Several research groups have attempted to identify anti-cancer agents that are poor substrates for ABCG2. As early as 2004, researchers in Japan were attempting to identify derivatives of camptothecin that were poor substrates of ABCG2 in the hopes of addressing irinotecan and topotecan resistance [110]. Other groups in the United States and Europe followed suit, though only a small handful of compounds have since been identified [111-113], and none have yet progressed to clinical trials. Our group recently reported on a novel semi-synthetic analogue of camptothecin, FL118 (10,11-methylenedioxy-20(S)-camptothecin), that has strong anti-cancer activity both in vitro and in vivo [114-116]. FL118 is better able to control tumor growth compared to both irinotecan and topotecan in a number of xenograft models, and has picomolar EC50 values for growth inhibition in a number of cell culture models [114, 117]. More recently, we have also reported that FL118 is a poor substrate for both ABCG2 [118] and P-gp [119]. High expression of ABCG2 and/or P-gp did not result in FL118 resistance in cell culture, and FL118 was able to inhibit tumor growth better than irinotecan in xenograft models that expressed high levels of ABCG2 [118]. Subsequently, we also observed that FL118 could eradicate xenografts that had acquired resistance to either irinotecan or topotecan [119]. This suggests that FL118 may be able to restore therapeutic efficacy in patients who had originally benefitted from irinotecan or topotecan but who later stopped responding due to acquired resistance mediated by drug efflux pumps.

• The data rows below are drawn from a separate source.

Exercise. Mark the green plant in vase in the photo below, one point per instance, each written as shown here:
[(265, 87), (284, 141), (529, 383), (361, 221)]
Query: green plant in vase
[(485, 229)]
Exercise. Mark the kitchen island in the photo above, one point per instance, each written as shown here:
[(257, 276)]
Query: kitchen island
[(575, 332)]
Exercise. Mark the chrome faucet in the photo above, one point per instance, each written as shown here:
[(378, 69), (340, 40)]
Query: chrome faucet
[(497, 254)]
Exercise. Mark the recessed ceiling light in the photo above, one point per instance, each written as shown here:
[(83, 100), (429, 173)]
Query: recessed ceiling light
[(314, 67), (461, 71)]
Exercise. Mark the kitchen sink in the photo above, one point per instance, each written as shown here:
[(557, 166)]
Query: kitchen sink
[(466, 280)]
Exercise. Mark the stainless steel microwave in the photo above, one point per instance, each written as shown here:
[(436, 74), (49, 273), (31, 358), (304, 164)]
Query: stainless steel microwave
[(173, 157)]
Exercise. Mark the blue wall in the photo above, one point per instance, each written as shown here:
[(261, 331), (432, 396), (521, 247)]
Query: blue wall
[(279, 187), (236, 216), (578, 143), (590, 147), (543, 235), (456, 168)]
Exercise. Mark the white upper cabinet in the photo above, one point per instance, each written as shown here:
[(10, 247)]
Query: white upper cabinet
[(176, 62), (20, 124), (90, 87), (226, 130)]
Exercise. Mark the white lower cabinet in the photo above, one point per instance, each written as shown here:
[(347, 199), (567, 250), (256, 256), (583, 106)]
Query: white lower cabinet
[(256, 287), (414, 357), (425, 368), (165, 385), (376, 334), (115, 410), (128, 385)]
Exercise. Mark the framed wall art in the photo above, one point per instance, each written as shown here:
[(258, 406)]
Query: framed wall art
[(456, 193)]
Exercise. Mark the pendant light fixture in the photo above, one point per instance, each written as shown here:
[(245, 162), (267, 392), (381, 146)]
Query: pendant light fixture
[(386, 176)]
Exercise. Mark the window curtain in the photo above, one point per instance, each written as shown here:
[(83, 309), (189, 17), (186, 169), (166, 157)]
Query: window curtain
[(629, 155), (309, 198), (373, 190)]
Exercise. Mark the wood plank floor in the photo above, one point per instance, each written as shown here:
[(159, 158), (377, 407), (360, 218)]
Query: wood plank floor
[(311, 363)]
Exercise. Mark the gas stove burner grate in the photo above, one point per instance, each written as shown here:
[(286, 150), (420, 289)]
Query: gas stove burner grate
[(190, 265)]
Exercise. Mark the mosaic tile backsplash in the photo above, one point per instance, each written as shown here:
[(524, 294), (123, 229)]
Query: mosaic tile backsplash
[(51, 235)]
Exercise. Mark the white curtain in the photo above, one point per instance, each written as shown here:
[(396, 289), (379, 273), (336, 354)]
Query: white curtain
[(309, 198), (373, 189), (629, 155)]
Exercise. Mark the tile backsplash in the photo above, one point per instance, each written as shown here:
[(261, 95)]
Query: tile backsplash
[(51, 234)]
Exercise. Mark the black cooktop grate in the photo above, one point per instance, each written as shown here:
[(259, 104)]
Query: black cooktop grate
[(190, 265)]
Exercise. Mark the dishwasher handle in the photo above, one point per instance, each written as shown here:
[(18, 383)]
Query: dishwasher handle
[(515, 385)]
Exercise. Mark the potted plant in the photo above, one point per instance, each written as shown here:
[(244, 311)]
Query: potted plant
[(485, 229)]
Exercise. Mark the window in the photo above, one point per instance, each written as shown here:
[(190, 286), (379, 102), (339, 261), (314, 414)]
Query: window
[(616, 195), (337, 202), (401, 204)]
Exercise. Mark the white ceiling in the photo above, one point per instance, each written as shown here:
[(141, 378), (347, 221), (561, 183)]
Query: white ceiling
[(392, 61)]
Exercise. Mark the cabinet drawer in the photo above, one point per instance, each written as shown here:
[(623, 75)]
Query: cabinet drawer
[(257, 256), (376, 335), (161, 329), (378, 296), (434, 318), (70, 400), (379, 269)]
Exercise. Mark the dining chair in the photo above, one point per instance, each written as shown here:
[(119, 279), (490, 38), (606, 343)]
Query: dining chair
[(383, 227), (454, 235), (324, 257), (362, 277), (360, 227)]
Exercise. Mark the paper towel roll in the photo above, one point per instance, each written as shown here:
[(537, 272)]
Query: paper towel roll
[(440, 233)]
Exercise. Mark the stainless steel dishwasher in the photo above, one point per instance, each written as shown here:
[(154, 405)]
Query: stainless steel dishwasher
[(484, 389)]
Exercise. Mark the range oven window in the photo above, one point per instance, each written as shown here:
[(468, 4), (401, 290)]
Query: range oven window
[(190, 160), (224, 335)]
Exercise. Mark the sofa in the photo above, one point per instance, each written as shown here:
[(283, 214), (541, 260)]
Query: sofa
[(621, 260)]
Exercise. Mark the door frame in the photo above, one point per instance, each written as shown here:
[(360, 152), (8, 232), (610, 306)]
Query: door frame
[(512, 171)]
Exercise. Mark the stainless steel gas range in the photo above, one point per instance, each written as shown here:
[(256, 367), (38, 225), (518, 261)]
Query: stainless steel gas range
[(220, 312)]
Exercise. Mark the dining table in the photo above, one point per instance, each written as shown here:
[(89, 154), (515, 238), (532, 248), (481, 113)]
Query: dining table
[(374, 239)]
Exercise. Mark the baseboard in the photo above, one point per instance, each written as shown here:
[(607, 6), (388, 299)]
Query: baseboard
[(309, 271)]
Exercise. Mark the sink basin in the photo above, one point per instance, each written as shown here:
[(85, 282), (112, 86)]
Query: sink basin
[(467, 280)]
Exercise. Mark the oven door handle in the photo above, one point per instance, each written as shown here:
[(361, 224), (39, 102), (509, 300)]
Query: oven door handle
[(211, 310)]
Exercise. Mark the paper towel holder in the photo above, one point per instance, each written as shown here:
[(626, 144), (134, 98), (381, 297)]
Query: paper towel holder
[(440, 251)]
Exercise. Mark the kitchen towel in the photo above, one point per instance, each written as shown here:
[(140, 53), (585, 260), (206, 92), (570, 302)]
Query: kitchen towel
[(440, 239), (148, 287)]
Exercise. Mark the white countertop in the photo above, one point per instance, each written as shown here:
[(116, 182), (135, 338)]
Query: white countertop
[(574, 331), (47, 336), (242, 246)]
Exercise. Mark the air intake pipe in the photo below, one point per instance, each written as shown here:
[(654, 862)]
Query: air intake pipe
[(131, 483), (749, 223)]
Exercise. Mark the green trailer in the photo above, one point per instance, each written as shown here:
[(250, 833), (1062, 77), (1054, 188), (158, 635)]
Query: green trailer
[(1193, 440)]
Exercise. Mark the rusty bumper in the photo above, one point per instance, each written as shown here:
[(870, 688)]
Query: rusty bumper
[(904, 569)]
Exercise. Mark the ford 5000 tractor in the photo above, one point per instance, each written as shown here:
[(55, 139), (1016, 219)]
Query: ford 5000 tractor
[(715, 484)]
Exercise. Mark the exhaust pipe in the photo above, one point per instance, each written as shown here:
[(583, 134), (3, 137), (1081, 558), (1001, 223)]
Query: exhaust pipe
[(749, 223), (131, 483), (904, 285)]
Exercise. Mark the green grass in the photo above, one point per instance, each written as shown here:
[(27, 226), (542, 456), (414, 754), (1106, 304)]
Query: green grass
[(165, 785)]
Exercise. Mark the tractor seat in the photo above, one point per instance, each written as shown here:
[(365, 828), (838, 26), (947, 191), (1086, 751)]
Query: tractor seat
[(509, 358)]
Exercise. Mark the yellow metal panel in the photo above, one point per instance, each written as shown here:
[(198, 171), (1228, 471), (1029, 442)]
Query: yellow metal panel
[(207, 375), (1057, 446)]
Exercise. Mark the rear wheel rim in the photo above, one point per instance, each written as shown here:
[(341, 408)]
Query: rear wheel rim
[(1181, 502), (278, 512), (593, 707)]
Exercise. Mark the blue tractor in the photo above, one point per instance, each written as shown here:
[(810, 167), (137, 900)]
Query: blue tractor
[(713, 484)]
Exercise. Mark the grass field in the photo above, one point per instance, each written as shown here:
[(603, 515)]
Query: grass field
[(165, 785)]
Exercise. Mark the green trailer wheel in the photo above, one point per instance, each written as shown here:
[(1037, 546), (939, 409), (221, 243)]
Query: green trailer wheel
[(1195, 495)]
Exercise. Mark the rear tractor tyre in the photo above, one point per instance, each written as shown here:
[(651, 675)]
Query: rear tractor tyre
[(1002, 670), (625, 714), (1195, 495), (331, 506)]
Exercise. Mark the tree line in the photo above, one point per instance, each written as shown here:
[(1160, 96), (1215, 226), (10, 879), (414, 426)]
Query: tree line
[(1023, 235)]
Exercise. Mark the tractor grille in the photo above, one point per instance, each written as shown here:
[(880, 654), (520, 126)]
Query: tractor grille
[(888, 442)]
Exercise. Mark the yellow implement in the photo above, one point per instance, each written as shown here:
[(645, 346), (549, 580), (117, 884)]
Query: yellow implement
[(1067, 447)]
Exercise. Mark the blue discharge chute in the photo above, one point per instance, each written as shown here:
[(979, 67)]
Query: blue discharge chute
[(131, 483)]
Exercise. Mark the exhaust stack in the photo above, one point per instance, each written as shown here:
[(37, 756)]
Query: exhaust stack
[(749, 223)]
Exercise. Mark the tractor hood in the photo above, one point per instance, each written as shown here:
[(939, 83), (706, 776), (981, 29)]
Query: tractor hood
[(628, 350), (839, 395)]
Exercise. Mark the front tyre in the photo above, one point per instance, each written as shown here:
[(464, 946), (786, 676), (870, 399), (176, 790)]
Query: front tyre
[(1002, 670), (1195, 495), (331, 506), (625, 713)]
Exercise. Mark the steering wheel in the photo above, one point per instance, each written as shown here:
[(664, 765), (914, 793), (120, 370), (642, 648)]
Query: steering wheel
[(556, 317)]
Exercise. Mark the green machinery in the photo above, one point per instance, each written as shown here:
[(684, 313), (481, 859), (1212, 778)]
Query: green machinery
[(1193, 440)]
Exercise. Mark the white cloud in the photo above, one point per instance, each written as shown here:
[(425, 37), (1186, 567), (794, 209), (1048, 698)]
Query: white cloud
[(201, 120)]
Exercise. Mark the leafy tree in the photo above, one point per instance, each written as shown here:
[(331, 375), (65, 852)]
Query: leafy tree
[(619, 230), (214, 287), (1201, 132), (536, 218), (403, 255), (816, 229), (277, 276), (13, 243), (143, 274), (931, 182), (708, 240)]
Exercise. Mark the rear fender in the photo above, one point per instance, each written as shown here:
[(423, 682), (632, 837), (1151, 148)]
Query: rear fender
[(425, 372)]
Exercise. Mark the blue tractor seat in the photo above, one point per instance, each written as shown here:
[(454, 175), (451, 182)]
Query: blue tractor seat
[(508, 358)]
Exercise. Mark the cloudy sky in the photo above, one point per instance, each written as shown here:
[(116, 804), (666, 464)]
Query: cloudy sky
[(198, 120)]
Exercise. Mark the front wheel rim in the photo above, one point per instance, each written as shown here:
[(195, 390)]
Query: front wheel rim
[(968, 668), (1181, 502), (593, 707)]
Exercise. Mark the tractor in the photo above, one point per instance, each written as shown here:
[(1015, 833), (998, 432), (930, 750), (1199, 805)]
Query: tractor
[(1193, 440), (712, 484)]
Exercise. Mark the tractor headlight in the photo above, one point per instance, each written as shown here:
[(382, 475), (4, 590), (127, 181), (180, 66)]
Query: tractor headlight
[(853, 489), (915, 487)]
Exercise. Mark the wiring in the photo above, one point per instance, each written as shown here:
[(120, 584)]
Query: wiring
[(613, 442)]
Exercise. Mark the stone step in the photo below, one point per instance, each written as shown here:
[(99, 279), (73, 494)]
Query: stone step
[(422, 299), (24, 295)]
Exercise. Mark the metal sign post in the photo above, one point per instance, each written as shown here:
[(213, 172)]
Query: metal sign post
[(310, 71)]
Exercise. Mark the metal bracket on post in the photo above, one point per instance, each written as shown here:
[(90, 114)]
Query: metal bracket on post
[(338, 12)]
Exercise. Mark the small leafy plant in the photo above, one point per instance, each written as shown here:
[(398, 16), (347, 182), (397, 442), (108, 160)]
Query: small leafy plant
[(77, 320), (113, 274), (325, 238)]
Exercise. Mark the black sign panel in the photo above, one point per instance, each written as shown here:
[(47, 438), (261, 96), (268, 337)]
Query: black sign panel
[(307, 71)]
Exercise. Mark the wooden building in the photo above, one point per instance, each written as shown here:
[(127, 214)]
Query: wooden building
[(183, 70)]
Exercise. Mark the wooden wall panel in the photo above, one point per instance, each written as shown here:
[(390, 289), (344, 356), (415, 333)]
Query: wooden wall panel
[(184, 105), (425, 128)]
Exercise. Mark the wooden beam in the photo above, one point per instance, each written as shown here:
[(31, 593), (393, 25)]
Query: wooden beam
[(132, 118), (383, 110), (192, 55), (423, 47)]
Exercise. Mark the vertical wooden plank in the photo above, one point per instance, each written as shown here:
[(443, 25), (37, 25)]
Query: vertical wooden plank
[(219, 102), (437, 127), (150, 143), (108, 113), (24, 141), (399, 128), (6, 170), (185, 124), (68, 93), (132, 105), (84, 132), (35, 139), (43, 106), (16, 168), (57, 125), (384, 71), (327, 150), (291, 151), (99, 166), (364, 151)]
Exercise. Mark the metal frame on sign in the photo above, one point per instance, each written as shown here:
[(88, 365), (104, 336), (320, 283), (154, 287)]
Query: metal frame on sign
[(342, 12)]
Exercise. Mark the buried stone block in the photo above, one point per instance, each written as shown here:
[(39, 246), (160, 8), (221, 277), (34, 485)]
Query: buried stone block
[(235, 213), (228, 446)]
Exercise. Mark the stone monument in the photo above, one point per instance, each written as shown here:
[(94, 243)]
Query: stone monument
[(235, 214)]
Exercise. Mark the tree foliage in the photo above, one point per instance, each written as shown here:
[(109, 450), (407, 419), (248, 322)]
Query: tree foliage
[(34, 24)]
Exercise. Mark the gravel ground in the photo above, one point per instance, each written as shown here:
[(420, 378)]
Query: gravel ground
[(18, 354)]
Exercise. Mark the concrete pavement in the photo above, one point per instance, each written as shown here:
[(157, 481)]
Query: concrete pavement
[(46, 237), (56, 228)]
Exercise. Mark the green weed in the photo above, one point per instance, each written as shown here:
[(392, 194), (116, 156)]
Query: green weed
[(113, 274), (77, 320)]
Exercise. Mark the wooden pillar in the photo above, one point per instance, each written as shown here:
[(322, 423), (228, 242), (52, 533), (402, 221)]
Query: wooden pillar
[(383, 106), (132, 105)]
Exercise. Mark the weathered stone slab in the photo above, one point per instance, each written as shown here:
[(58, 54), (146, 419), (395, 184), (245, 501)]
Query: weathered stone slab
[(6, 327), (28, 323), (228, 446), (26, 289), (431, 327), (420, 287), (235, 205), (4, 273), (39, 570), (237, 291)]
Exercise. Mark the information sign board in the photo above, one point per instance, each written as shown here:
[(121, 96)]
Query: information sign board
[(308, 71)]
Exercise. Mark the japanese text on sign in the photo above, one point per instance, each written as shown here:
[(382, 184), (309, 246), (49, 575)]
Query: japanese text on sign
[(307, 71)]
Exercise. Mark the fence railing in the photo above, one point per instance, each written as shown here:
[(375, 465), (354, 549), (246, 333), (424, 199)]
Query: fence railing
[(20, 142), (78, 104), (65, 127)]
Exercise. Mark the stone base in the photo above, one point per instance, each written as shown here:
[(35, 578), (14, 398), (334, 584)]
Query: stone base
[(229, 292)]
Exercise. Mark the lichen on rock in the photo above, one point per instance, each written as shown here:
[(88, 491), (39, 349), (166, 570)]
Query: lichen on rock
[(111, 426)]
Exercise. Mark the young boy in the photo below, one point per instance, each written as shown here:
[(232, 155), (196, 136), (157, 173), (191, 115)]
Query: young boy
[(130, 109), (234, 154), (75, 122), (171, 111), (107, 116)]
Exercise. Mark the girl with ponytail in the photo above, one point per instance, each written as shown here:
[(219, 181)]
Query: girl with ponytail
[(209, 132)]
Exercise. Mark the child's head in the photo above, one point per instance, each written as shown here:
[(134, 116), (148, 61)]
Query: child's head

Lastly, researchers who are developing the next generation of PDT agents have been particularly attracted to the notion of designing agents that are not susceptible to efflux by ABC transporters. Although a number of PDT agents are known substrates of ABCG2, including clinically used compounds, several groups had previously noted that affinity for ABCG2 was not a universally shared characteristic of common PDT drug classes [39, 41]. More recently, one group from Norway reported on amphiphilic sulfonated photosensitizers that were not effluxed out of breast cancer cells with high ABCG2 expression [120]. Specifically, they investigated sulfonated members of PDT agents in different classes, including porphines, chlorins, and phtalocyanines, and found that none of them were effluxed by ABCG2. Furthermore, another group was able to demonstrate that the potency of certain sugar-conjugated analogues of the clinically investigated HPPH were not affected by ABCG2 [42]. Taken together, these studies suggest that modifications to already-proven classes of PDT agents may produce compounds that are both efficacious and insensitive to ABCG2 activity.

Conclusions

ABCG2 has been linked to treatment failure and decreased survival in a number of different cancers. In addition to the well-known effects of ABCG2 on cytotoxics and targeted agents, ABCG2 is also increasingly linked with failure of PDT, while the role of ABCG2 in resistance to radiation therapy remains to be further investigated. ABCG2 has also been linked to cancer cells that exhibit stem-like properties. As a result, intensive research efforts have been expended in the search for options to reverse or circumvent ABCG2-mediated resistance. In the past, most research was dedicated to identifying pharmacologic agents that would inhibit ABCG2 activity, with the hypothesis that concomitant treatment with ABCG2 inhibitors and conventional chemotherapy would increase treatment efficacy. In recent years, however, we begin to see a transition toward other strategies. Though none of these ABCG2-specific efforts have yet resulted in improvements in patient care, the broader concept of circumventing drug efflux pump-mediated resistance has led to the development and approval of cabazitaxel for prostate cancer. Encouragingly, a number of anti-cancer agents that are not substrates for ABC transporters are currently in preclinical development. FL118, for example, is a unique camptothecin analogue that is not effluxed by either ABCG2 or P-gp, and is able to overcome resistance to irinotecan and topotecan in cancer xenograft models. A number of other molecules are also currently in preclinical development, also with the goal of providing treatment options to patients who had initially responded to conventional therapy options but who had developed resistance due to increased efflux pump activity.